Monday, September 23, 2013

Understanding Storage IOPs

Input output operations per second, commonly termed IOPs, is an important performance measure of a data storage system. The unit of IOPs is operations per second. Input operations, i.e. when data is written to the storage, are different than output operations when data is read off the storage. Their corresponding IOP number is also different. Therefore it is important to know both the inputs per second and the outputs per second performance of a storage system. These numbers are not independent of each other - reading off the storage system while writing to it may affect the performance of both operations. Therefore IOPs are quoted with a weighted average of the inputs and outputs per second. For example, a storage system may be capable of performing 100,000 IOPs with 70% reads and 30% writes, with the operations being performed concurrently. The storage engineer needs to validate the concurrent input/ouput requirements of the application using the storage system to ascertain if they can be met by the storage.

But IOPs by themselves don’t paint the whole picture of storage performance.

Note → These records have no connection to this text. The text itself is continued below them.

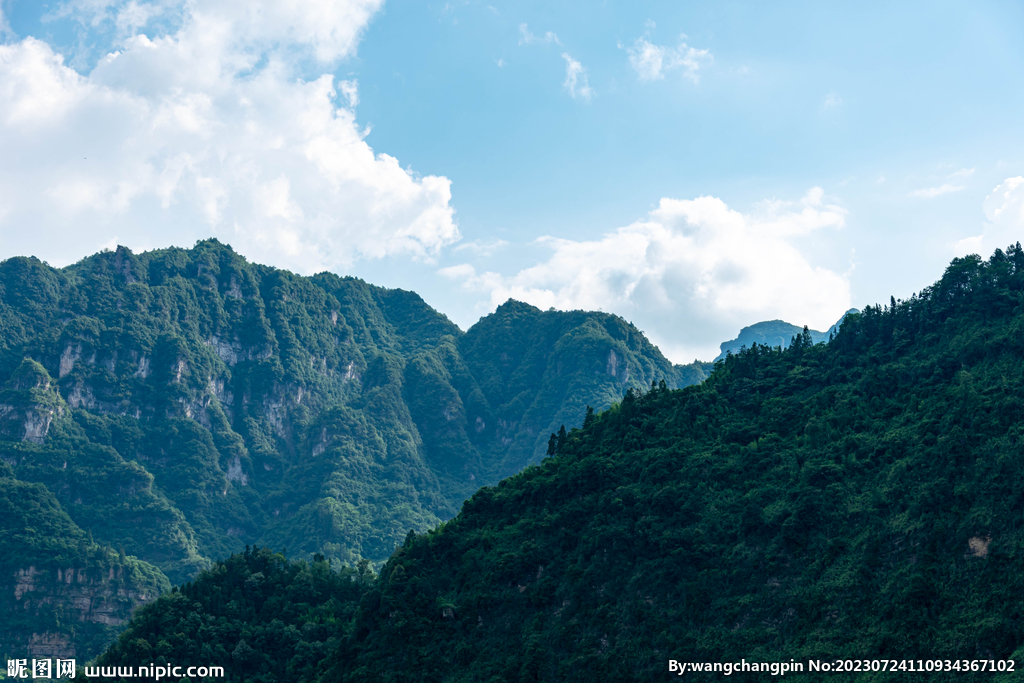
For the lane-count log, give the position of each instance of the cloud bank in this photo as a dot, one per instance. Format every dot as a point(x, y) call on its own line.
point(1004, 209)
point(209, 128)
point(691, 273)
point(651, 61)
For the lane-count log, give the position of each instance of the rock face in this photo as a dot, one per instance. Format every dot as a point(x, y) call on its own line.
point(202, 402)
point(775, 333)
point(61, 595)
point(88, 599)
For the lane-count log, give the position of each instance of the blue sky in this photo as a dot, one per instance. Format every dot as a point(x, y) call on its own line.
point(694, 167)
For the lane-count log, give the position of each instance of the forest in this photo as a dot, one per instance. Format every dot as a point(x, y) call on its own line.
point(176, 406)
point(853, 499)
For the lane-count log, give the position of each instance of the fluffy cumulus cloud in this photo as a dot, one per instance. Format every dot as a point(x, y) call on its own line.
point(218, 126)
point(690, 274)
point(651, 61)
point(1004, 210)
point(576, 79)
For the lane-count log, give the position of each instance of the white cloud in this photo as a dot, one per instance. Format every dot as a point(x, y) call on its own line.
point(482, 248)
point(525, 37)
point(691, 274)
point(650, 61)
point(576, 79)
point(4, 26)
point(931, 193)
point(208, 130)
point(1004, 210)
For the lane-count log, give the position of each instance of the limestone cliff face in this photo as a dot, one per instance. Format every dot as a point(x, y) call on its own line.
point(61, 594)
point(70, 608)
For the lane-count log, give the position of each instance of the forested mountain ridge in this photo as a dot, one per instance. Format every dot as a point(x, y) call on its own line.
point(856, 500)
point(179, 403)
point(775, 333)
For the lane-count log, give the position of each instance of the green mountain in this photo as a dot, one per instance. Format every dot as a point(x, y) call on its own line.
point(258, 615)
point(775, 333)
point(61, 594)
point(856, 500)
point(179, 404)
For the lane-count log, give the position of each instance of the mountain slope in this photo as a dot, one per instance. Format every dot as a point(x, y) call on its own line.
point(775, 333)
point(60, 593)
point(854, 500)
point(181, 403)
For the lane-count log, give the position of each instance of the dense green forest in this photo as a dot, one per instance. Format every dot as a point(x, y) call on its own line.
point(262, 617)
point(179, 404)
point(859, 499)
point(775, 333)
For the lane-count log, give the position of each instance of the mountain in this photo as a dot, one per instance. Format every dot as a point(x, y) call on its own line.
point(61, 594)
point(775, 333)
point(858, 500)
point(179, 404)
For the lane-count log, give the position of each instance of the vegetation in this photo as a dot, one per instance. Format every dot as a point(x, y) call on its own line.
point(260, 616)
point(859, 499)
point(182, 403)
point(57, 580)
point(775, 333)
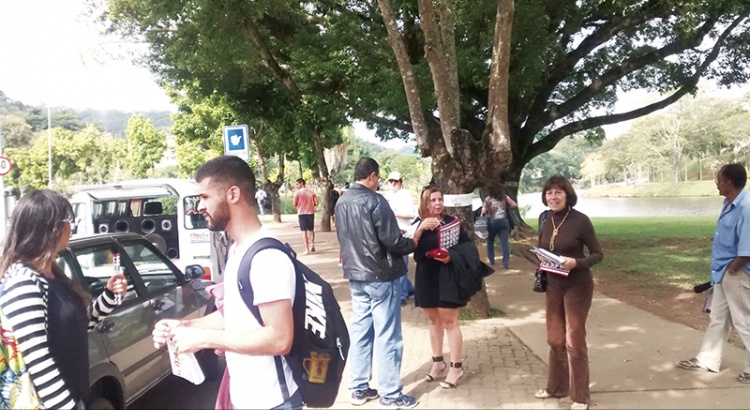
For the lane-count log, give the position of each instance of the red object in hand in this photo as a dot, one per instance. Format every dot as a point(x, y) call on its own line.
point(437, 253)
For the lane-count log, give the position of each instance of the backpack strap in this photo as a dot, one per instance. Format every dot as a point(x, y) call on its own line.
point(246, 291)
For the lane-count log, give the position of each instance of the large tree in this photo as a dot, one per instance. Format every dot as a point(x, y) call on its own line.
point(484, 85)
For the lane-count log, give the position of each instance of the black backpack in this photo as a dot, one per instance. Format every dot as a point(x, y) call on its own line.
point(315, 309)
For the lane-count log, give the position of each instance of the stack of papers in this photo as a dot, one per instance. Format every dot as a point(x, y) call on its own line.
point(185, 365)
point(548, 256)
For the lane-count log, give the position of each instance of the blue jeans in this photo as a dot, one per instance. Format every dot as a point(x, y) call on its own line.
point(294, 402)
point(376, 326)
point(406, 285)
point(498, 227)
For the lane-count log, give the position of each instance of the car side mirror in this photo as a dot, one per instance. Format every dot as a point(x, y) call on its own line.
point(193, 272)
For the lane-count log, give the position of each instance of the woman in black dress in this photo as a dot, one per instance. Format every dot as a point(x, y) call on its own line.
point(440, 303)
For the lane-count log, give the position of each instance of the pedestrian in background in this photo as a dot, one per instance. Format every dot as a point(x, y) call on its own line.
point(50, 315)
point(372, 248)
point(436, 290)
point(305, 201)
point(261, 196)
point(402, 205)
point(568, 300)
point(730, 255)
point(495, 207)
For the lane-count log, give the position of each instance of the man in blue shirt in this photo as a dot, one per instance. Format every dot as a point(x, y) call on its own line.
point(730, 275)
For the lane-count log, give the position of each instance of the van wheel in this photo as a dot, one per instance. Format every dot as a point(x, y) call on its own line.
point(209, 363)
point(101, 403)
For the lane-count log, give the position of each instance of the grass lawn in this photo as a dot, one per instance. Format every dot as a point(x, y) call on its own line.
point(655, 251)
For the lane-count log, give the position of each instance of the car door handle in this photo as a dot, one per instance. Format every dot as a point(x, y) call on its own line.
point(105, 326)
point(158, 305)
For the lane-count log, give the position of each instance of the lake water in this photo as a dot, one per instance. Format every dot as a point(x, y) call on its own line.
point(660, 206)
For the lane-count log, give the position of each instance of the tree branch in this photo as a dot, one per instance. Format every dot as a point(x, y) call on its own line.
point(413, 98)
point(497, 127)
point(549, 141)
point(613, 75)
point(273, 65)
point(437, 55)
point(558, 72)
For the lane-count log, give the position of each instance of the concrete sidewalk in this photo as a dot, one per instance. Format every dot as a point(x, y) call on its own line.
point(632, 352)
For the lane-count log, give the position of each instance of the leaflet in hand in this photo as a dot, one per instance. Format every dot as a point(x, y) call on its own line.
point(553, 268)
point(548, 256)
point(185, 365)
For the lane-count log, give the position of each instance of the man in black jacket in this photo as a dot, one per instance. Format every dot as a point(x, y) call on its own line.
point(372, 256)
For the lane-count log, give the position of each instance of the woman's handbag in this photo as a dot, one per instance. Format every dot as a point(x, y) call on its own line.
point(17, 390)
point(540, 281)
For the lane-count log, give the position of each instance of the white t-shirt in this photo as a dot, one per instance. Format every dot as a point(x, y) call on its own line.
point(253, 382)
point(401, 202)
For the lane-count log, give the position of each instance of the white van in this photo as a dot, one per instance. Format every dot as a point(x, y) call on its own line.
point(163, 210)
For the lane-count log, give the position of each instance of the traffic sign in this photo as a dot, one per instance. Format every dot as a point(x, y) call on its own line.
point(5, 166)
point(236, 141)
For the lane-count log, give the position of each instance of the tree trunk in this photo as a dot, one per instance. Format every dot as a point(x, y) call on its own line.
point(325, 183)
point(272, 189)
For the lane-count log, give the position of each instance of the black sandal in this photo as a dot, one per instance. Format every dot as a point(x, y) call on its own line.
point(436, 359)
point(449, 385)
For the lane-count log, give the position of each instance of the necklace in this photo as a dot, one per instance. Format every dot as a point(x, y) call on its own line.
point(555, 229)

More information is needed to understand the whole picture. Here are questions leading to the complete picture:

  1. What is the size of the read/written data block while measuring IOPs?
  2. What is the end-to-end latency seen by the application in reading or writing the data block?
  3. With regards to writes, are the reported IOP numbers for synchronous writes or asynchronous writes?
  4. With regards to reads, what is the role of cache?

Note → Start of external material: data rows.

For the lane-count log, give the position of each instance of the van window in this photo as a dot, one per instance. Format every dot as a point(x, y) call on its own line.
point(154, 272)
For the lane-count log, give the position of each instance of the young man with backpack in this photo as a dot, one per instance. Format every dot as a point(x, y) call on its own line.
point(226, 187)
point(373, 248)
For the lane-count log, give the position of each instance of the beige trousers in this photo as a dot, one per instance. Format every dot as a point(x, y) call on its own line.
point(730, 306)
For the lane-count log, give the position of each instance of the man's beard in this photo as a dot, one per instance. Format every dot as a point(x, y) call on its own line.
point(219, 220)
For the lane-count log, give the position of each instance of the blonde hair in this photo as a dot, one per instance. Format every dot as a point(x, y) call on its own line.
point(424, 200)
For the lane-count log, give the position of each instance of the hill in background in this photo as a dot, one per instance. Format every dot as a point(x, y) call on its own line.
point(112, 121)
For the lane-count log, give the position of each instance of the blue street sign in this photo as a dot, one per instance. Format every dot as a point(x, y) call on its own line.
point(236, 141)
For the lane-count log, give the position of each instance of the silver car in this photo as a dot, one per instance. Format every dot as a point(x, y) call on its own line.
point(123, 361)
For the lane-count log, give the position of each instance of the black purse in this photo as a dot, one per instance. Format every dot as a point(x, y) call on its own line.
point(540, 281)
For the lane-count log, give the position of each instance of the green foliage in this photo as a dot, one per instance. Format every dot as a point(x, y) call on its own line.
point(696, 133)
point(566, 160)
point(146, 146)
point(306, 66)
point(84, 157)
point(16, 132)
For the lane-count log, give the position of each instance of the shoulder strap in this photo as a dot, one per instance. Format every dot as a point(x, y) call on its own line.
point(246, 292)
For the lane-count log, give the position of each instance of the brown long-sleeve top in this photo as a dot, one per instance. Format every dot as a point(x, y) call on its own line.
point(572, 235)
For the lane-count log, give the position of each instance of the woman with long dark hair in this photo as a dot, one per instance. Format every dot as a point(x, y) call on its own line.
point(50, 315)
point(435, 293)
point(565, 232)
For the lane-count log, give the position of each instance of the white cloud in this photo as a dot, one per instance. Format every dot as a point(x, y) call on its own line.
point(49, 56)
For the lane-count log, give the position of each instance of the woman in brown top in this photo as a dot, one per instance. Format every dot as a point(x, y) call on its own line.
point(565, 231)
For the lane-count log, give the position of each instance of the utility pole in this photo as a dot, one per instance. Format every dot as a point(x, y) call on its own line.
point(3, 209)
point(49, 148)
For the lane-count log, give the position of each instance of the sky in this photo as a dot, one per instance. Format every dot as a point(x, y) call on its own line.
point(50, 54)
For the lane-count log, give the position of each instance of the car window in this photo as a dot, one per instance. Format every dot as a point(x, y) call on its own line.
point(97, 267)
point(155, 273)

Large data blocks take longer to write to/read from storage. So IOP numbers of 4kB blocks will be very different than IOPs for 1MB blocks. The most relevant block size for an IOP measure should correspond to the sizes of blocks being written to the storage system by the application. Knowing the IO profile of the application is key to choosing an appropriate storage system for an application.

Latency is a key IOP qualifier. Storage system latency is the time from when the application issues an IO request to the storage system to when the request is completed - the read data is delivered to the application or the storage system acknowledges that the data block has been written. The important question with respect to writes is when the storage system acknowledges that the data block has been persisted on  non-volatile storage. For some applications writes may be asynchronous - they are acknowledged before they have been persisted on non-volatile storage. Since asynchronous IOP and latency numbers look better (higher IOPs, lower latency), promotional storage systems’ material often quotes asynchronous write IOPs.

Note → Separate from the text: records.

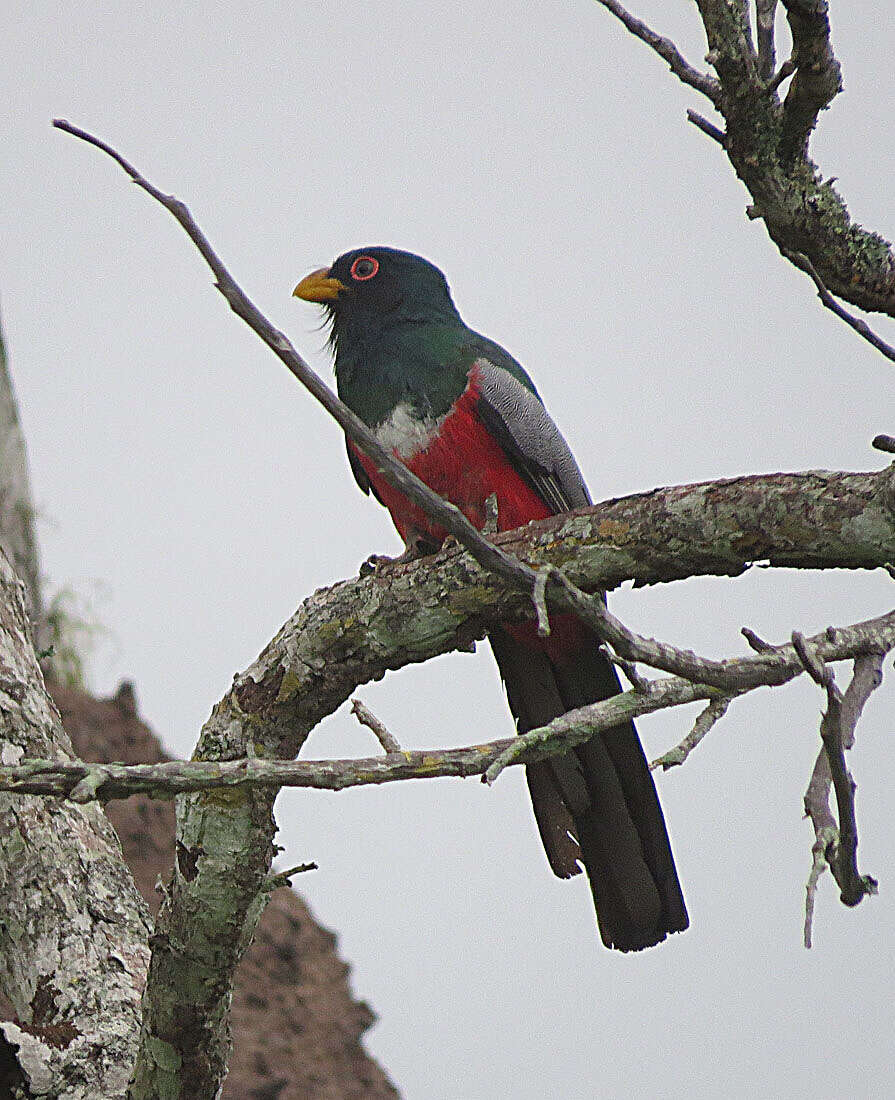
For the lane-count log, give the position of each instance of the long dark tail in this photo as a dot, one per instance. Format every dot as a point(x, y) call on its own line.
point(597, 804)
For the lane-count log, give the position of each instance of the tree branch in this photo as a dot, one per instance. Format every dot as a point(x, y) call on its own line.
point(766, 143)
point(765, 10)
point(666, 50)
point(837, 846)
point(75, 983)
point(860, 327)
point(817, 77)
point(225, 840)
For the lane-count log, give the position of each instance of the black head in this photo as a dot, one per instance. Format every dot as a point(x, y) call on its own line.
point(379, 285)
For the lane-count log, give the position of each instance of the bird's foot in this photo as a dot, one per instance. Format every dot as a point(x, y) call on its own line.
point(379, 562)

Some systems have battery-backed non-volatile RAM to allow the acknowledgement to be sent to the application as soon as the data block is written to RAM - usually orders of magnitude faster than data storage media like SSD or disk. The question then becomes, what is the size of this non-volatile RAM that can hold data blocks before the data need to be persisted on the slower storage media. While some applications have bursty write profiles which play nicely with this (limited) non-volatile RAM, applications that require sustained write performance may not benefit much from such methods.

Similarly, RAM can be used to cache data for reads - read latency decreases when a cache hits serve data blocks from RAM instead of being read off slower storage media. The size of the RAM cache as well as the application’s read patterns - is some data read more often than other data - are important considerations while working with caches.

The key to having an intelligent conversation about IOPs is to know your application and to seek definitive answers about latency, data block sizes, synchronous/asynchronous assumptions and caches.